Web applications can be written to assign HREFs to anchor tags dynamically. Unfortunately, anchor tags without HREF attributes are not recognized by screen readers. This limitation can be addressed by adding empty or dummy HREF attributes to anchor tags but the implementation must be tested in all target browsers as there is inconsistency in how browsers treat the placeholder HREF attributes.
Develop Internal Best Practices for Accessibility
One cannot create an accessible application overnight. It will happen over time as long as an organization has a development culture in which accessibility is given priority. This can be helped along with simple tactical steps such as ‘Accessibility Checklist’ for developers and more strategic ones such as requiring that QA personnel, designers and developers build up a comfort level with using screen readers for testing prototypes and production code. In order for this to happen along with other priorities the best approach will be to establish that accessibility is neither an afterthought nor a special case, but part of creating semantically sound markup that benefits all users.
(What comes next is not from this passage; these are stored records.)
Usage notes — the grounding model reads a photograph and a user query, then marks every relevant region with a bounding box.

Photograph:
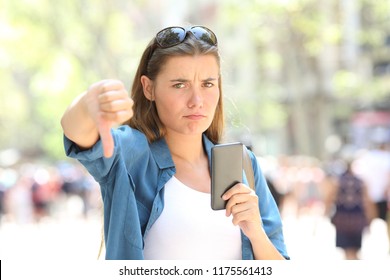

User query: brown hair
[127,32,224,144]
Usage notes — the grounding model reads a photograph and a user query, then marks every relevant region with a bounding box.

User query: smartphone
[211,142,244,210]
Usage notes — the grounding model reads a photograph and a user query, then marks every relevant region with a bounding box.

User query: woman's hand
[61,80,133,157]
[85,80,133,157]
[85,80,133,157]
[222,183,263,239]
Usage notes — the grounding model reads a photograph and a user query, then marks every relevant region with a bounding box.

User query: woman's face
[145,55,220,138]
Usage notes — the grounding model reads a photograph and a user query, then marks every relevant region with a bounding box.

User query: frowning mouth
[184,114,206,121]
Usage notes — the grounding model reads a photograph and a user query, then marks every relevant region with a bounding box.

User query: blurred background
[0,0,390,259]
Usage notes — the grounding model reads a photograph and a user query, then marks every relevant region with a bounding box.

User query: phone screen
[211,143,243,210]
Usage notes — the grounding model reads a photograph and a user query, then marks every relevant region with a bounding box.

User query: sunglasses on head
[156,26,217,49]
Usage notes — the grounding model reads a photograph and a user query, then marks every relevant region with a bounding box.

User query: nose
[188,87,203,108]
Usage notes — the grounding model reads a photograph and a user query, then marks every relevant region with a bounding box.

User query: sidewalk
[0,216,390,260]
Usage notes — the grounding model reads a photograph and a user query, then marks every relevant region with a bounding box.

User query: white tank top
[144,177,242,260]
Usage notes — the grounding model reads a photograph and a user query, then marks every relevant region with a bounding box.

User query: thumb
[98,119,114,158]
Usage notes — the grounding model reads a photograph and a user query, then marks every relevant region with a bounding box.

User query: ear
[141,75,154,101]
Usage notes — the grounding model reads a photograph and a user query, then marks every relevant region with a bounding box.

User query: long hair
[126,32,224,144]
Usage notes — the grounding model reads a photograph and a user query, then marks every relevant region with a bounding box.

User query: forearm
[61,93,99,148]
[251,230,285,260]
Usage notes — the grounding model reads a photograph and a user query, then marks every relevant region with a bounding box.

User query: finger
[226,193,258,216]
[100,110,133,123]
[222,183,252,200]
[100,99,133,112]
[98,89,130,103]
[98,118,114,158]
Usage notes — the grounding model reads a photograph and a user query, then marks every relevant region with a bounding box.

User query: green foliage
[0,0,390,160]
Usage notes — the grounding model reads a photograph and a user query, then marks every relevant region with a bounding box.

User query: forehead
[160,54,220,77]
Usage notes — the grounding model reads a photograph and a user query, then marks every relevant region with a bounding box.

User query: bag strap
[242,145,255,190]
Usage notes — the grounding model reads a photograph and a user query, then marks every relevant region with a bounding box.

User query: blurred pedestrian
[326,159,374,260]
[358,142,390,250]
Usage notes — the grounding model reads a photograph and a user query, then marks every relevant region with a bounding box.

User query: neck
[165,134,205,163]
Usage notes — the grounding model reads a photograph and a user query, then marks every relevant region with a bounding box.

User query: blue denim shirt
[64,126,288,260]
Work with an Accessibility Consultant
To achieve more than perfunctory accessibility compliance it is crucial to develop an ongoing relationship with an Accessibility consultant. There are several reasons for this. First, building a culture where accessibility is a core value requires that development personnel meet and observe individuals who rely on assistive technologies. Second, while QA tests can be created to validate standards compliance, observing real disabled users is the only way to know if an application has achieved real world accessibility. Third, as standards and assistive technologies are still in a significant state of flux, any organization, but particularly one where the understanding of how to implement accessibility is immature, will benefit from advice and guidance from an expert source.
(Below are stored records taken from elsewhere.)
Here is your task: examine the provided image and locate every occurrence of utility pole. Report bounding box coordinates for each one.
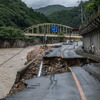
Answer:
[78,0,84,23]
[81,0,84,23]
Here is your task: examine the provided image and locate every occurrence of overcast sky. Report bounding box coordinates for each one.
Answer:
[22,0,86,9]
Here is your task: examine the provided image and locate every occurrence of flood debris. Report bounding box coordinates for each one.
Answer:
[7,46,89,96]
[6,46,51,97]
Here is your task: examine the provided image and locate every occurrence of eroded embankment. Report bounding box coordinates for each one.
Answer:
[7,54,88,96]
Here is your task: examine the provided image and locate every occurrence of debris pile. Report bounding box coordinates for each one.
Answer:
[6,46,51,97]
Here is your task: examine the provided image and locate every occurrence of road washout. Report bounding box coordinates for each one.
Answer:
[7,50,90,97]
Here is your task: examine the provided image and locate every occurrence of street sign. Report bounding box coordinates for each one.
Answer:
[52,26,58,33]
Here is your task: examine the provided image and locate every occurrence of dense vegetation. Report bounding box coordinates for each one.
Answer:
[0,0,50,40]
[0,27,26,40]
[34,5,72,16]
[0,0,49,29]
[86,0,100,14]
[48,1,90,28]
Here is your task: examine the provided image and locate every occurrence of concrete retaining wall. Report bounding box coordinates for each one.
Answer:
[80,12,100,55]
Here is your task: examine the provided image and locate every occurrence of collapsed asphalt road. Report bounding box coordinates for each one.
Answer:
[2,42,100,100]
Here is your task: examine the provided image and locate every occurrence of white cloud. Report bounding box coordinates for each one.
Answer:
[22,0,86,9]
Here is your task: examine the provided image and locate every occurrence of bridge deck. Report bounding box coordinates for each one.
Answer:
[25,33,82,38]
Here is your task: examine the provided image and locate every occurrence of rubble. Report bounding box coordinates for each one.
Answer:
[6,46,51,97]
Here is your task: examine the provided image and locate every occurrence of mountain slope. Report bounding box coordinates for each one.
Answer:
[34,5,72,16]
[0,0,50,29]
[48,1,90,28]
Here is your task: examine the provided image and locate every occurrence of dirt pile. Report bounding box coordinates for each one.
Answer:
[7,46,51,97]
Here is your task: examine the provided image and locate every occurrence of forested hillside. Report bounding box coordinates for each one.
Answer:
[0,0,50,29]
[48,1,91,28]
[34,5,73,16]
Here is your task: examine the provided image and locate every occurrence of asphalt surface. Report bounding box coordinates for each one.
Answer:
[45,43,84,58]
[2,41,100,100]
[2,67,100,100]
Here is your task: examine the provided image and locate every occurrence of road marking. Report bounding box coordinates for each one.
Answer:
[61,48,87,100]
[69,67,87,100]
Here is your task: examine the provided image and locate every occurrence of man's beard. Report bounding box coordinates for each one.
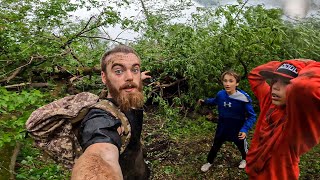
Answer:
[106,79,144,112]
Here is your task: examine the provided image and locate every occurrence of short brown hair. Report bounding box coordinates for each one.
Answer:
[220,70,240,83]
[100,45,140,73]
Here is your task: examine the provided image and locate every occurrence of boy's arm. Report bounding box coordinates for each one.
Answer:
[248,61,281,108]
[240,102,257,134]
[286,62,320,156]
[204,98,216,105]
[71,143,123,180]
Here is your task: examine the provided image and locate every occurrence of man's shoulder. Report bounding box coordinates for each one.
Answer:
[82,108,120,124]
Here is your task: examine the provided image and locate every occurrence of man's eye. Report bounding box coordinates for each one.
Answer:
[114,69,123,74]
[132,68,140,73]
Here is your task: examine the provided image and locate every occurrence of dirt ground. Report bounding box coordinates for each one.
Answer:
[143,114,320,180]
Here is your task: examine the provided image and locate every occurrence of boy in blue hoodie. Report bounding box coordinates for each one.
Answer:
[198,70,256,172]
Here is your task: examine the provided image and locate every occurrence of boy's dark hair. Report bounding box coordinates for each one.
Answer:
[100,45,139,73]
[220,70,240,83]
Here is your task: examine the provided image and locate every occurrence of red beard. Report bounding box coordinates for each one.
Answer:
[106,79,144,112]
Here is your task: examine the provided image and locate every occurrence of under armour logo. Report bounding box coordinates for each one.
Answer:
[223,102,231,107]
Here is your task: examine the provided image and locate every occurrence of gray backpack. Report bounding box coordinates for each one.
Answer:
[26,92,131,169]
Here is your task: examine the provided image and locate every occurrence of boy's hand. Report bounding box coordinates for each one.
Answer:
[197,99,204,105]
[238,132,247,139]
[141,71,151,81]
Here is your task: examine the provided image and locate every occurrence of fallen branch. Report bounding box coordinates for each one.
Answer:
[4,83,49,89]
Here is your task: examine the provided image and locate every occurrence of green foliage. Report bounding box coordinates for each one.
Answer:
[166,117,216,141]
[16,141,70,180]
[0,87,45,148]
[135,4,320,107]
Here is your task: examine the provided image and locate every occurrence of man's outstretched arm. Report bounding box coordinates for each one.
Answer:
[71,143,123,180]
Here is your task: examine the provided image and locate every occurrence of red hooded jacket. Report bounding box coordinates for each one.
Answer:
[246,60,320,180]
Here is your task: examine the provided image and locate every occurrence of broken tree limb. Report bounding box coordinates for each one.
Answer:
[4,83,49,89]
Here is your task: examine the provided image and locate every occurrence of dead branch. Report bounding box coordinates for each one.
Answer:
[4,83,49,89]
[0,56,36,83]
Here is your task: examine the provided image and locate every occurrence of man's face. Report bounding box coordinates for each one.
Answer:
[271,77,290,106]
[101,53,143,111]
[222,74,239,95]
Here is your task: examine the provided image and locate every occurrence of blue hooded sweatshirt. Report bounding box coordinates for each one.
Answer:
[204,89,256,141]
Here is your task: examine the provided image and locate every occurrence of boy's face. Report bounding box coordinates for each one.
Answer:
[271,77,290,106]
[222,74,239,95]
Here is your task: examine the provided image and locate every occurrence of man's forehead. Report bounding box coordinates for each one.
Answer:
[106,53,140,65]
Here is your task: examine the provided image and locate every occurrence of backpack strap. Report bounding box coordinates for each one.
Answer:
[91,99,131,154]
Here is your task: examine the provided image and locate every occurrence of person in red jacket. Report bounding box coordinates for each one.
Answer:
[246,59,320,180]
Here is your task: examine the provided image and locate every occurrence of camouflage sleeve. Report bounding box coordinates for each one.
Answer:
[80,109,121,150]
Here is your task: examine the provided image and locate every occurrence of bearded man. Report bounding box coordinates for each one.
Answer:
[71,45,149,180]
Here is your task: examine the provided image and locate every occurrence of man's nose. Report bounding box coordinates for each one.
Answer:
[125,71,133,81]
[272,81,280,90]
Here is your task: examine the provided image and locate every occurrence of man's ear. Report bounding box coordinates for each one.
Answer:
[101,71,107,85]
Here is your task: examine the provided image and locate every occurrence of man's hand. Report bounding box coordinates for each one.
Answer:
[197,99,204,105]
[141,71,151,81]
[238,132,247,140]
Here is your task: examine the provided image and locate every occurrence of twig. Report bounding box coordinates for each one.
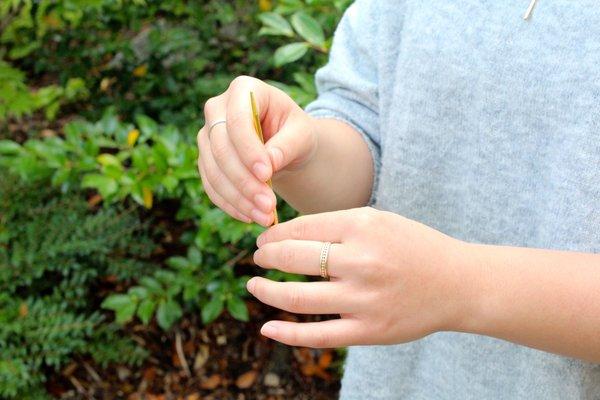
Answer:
[82,361,102,383]
[69,376,87,394]
[175,331,192,378]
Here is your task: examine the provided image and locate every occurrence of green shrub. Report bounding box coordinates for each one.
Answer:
[0,173,155,397]
[0,0,350,398]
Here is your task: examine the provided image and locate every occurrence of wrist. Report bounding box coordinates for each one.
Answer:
[445,239,491,334]
[273,114,319,182]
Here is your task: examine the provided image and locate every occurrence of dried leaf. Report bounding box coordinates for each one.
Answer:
[200,374,221,390]
[235,370,258,389]
[263,372,280,387]
[194,344,209,372]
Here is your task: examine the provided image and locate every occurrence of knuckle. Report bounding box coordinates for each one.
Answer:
[233,191,252,212]
[196,125,206,147]
[229,75,255,89]
[288,288,306,312]
[237,176,254,196]
[313,330,332,348]
[356,207,375,227]
[290,218,307,239]
[279,246,298,267]
[210,141,230,161]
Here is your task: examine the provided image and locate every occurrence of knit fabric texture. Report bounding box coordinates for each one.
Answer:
[306,0,600,400]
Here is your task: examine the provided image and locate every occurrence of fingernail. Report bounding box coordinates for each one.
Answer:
[252,162,271,182]
[268,147,283,170]
[237,212,252,224]
[246,278,256,293]
[250,209,271,226]
[254,193,273,212]
[260,322,279,336]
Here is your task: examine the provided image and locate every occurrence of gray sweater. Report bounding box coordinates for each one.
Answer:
[307,0,600,400]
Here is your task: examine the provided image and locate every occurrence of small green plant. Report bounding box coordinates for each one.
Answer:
[0,176,155,398]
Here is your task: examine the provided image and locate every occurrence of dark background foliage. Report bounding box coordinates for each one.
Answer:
[0,0,350,399]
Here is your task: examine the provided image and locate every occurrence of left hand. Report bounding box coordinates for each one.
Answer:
[247,207,468,347]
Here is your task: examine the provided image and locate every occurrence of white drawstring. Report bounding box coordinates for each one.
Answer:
[523,0,537,20]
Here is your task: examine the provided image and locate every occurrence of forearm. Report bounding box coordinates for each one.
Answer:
[458,244,600,362]
[273,118,373,214]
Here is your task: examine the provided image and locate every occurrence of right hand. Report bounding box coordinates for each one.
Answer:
[198,76,317,226]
The reality of accessibility is that it is no different from usability or simplicity or any other system characteristic: it can only be achieved by making it an ongoing and central priority.
While this might sound as if accessibility will then compete with other priorities, in fact improving accessibility helps to advance the quality of the user experiences for all client applications. In essence, accessibility is about delivering markup to assistive technologies that is appropriate for those technologies. Seen in this light, there is little difference between designing for accessibility and designing for mobile or any other experience. In all cases what needs to happen is that the application server delivers to each interface client code appropriate to its particular capabilities. As there is no doubt that support for a diversity of devices is the future for all software applications, all that needs to be done to improve accessibility compliance is to always consider assistive technologies in the mix of supported devices.